Anna’s Hummingbird

On our walk yesterday, Barley and I encountered a birder in the neighborhood. We could tell because of the spotting scope, so we decided to strike up a conversation using the scope as kindling. It turns out that he, and a number of people in my neighborhood are birders, but he’s got the great fortune of having a hummingbird nest in his front yard. He offered us a look, and enlightened us to the family.

The birds were Anna’s hummingbirds and the nest was barely visible in the spotting scope and virtually invisible to the naked eye despite being only 20 feet from it. We were also informed that Anna’s have been moving northward in the last decade and now winter in the Portland area, which I’d noticed from the pair at Gabriel park near the off leash area and the chirping on our morning walks. I think that my being able to describe what they sounded like was enough to convince my neighbor I wasn’t just some yokel so he regaled me some more.

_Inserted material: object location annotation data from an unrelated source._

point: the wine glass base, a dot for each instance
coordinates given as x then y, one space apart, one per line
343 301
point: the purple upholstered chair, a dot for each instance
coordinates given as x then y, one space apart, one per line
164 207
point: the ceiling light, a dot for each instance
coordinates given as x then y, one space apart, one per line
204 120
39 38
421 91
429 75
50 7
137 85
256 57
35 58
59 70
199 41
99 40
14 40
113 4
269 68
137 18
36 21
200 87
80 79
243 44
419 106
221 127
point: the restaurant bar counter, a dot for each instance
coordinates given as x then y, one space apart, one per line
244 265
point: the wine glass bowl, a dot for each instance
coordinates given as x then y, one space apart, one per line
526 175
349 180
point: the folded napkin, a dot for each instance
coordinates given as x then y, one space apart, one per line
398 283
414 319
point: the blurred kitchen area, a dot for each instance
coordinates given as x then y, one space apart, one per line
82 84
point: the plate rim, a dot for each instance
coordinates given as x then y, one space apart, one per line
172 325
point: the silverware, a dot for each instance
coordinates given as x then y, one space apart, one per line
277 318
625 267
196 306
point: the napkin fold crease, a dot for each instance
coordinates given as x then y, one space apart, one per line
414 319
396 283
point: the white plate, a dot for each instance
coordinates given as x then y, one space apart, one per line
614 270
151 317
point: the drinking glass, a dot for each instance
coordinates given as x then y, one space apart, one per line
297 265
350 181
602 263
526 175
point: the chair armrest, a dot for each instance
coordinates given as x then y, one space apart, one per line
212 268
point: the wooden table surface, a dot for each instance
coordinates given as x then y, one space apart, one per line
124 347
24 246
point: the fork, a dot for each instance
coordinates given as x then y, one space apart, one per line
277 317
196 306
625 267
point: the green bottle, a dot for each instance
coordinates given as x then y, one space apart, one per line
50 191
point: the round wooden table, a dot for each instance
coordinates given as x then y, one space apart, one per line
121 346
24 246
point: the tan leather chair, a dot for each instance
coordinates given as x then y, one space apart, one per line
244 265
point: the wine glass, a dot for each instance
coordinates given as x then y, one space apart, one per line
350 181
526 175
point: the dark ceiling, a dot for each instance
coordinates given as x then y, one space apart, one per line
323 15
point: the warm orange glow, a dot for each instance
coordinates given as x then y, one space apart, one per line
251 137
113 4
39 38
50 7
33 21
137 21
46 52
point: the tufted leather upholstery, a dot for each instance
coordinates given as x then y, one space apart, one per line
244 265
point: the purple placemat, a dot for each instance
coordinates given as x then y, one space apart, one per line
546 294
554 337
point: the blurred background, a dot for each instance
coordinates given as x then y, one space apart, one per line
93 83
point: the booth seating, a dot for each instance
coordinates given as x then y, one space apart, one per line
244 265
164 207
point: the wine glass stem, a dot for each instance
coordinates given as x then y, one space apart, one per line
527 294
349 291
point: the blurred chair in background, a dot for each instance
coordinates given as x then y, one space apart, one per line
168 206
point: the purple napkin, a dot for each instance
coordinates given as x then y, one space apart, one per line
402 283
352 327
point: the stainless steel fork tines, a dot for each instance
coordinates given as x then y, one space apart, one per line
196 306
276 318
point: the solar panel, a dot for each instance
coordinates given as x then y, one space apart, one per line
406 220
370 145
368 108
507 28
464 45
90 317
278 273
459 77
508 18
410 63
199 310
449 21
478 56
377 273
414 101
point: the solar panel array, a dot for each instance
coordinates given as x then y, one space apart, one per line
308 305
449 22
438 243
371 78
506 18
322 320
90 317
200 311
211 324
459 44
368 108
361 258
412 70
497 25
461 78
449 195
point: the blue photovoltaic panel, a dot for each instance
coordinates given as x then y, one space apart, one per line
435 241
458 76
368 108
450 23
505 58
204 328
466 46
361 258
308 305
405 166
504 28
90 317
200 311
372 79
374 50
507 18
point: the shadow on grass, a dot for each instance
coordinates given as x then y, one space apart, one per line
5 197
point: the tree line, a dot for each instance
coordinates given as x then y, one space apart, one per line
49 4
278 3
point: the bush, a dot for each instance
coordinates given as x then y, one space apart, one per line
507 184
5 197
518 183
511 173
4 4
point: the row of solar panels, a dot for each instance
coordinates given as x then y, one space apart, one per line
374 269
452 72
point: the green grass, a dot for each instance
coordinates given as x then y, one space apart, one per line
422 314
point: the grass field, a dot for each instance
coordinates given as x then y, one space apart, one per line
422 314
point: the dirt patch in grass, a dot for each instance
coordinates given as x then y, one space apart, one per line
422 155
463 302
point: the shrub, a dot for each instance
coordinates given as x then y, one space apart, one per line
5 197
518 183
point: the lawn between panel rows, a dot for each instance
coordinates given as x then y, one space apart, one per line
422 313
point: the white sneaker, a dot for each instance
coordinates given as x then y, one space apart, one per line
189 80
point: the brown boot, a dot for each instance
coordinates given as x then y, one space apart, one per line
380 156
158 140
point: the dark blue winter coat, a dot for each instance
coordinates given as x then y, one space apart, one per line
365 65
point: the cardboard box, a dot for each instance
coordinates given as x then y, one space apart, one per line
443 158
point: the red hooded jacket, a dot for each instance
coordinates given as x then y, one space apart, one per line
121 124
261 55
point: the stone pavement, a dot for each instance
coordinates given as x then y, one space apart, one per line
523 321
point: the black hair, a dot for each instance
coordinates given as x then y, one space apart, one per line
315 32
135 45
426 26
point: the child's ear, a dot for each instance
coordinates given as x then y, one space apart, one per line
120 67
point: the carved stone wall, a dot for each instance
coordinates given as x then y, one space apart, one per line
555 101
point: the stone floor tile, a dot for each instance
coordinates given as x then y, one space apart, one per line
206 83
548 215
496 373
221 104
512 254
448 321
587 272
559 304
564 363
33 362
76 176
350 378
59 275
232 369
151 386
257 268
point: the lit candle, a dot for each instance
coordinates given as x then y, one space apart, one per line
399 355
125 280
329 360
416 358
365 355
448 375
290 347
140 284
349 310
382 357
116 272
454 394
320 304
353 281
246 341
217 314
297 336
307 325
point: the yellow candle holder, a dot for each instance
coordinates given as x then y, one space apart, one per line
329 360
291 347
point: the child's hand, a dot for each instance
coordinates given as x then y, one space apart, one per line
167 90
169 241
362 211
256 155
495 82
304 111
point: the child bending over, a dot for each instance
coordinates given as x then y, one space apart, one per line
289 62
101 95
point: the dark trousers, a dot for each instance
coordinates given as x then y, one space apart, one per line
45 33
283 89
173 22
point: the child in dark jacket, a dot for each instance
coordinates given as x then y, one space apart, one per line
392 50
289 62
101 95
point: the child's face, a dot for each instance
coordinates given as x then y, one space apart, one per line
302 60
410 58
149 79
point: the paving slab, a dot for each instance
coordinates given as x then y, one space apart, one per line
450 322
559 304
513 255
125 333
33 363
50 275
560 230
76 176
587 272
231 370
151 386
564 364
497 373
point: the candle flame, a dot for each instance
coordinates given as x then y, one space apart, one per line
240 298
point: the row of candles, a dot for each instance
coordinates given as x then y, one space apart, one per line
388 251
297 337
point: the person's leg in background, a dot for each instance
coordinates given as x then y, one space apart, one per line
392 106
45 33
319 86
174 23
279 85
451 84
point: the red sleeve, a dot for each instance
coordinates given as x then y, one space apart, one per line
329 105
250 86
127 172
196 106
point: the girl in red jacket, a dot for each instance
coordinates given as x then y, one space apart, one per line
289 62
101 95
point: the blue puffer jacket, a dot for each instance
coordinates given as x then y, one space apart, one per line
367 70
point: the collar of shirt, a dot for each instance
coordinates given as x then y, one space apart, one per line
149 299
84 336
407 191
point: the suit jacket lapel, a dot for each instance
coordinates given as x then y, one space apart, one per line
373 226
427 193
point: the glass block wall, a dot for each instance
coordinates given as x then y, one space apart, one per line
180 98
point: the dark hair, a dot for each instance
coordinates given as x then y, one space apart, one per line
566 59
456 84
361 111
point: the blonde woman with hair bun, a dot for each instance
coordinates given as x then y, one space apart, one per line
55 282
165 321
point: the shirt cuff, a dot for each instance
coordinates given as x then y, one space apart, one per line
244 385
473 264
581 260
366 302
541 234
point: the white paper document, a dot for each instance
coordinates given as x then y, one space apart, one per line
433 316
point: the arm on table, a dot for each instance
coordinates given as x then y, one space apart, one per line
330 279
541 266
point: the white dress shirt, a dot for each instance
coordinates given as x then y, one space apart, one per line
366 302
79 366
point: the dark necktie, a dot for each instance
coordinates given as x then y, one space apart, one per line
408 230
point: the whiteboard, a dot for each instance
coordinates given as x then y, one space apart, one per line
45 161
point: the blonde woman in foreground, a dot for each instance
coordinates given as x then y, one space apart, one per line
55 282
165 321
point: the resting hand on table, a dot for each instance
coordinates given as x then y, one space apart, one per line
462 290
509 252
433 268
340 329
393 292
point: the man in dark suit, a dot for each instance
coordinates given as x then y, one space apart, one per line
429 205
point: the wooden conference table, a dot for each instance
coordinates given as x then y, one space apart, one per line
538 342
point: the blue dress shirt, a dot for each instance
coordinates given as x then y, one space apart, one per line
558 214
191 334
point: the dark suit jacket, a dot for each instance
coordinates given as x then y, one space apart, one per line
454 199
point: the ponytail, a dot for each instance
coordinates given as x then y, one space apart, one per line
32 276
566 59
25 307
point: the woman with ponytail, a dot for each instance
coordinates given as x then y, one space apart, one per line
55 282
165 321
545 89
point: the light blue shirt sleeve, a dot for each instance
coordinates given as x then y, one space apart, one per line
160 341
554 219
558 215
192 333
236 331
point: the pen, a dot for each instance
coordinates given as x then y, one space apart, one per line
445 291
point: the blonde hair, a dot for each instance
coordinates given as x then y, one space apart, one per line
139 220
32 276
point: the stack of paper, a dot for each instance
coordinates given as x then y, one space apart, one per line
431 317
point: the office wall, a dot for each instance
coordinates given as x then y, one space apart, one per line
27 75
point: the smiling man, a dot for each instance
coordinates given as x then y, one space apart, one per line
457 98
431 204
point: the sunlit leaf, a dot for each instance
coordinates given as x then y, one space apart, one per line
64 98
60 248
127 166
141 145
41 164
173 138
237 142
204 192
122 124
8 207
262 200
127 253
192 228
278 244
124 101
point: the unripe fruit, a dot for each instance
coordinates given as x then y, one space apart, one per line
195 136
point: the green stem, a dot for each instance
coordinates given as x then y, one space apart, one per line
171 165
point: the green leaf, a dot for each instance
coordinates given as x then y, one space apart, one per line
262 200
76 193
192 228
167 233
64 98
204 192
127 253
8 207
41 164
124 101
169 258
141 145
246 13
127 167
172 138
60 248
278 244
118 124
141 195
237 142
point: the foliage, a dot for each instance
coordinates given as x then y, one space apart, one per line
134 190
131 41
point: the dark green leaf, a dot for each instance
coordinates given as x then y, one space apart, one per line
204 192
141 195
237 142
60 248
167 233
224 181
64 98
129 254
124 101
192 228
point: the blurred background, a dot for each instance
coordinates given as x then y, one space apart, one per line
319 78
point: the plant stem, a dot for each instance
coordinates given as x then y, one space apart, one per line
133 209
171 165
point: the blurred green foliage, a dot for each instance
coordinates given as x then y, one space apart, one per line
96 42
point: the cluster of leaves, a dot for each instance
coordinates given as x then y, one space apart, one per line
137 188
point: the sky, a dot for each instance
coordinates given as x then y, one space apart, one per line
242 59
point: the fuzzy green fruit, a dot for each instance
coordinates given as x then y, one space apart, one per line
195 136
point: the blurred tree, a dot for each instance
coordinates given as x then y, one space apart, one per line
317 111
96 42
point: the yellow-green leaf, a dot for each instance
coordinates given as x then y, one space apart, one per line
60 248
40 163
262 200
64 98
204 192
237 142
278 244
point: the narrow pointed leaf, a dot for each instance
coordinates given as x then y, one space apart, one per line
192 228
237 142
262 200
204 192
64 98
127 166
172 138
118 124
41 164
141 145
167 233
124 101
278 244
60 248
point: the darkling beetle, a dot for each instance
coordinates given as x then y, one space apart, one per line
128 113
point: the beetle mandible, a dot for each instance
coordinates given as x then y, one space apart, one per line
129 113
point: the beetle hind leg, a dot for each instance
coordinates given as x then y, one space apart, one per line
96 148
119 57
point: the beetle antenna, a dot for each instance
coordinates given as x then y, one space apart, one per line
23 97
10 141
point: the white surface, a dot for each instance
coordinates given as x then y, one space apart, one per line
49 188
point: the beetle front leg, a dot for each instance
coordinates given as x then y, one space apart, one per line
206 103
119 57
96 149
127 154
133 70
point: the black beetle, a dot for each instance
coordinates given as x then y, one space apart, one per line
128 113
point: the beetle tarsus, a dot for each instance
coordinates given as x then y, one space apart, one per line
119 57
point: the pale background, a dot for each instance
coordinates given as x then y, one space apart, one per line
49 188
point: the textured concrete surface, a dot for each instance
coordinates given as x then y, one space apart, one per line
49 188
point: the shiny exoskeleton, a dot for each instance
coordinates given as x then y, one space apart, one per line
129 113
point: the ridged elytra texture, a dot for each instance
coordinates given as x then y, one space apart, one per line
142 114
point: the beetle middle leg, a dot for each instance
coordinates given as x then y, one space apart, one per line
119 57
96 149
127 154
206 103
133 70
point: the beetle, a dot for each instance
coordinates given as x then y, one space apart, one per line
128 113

The nest itself, tiny and indistinguisible from the tree it was hanging in, was made of lichen and cotton that the homeowner had left out near the feeders he kept stocked over the winter. Even the bleeched white fiber didn’t stand out, and the nest itself wasn’t much bigger than the pine cones it was built against. Yet the tiny little beaks sticking out of it were plain to see when the mother came back to feed them god knows what. It was quite amazing and I must get a feeder out soon.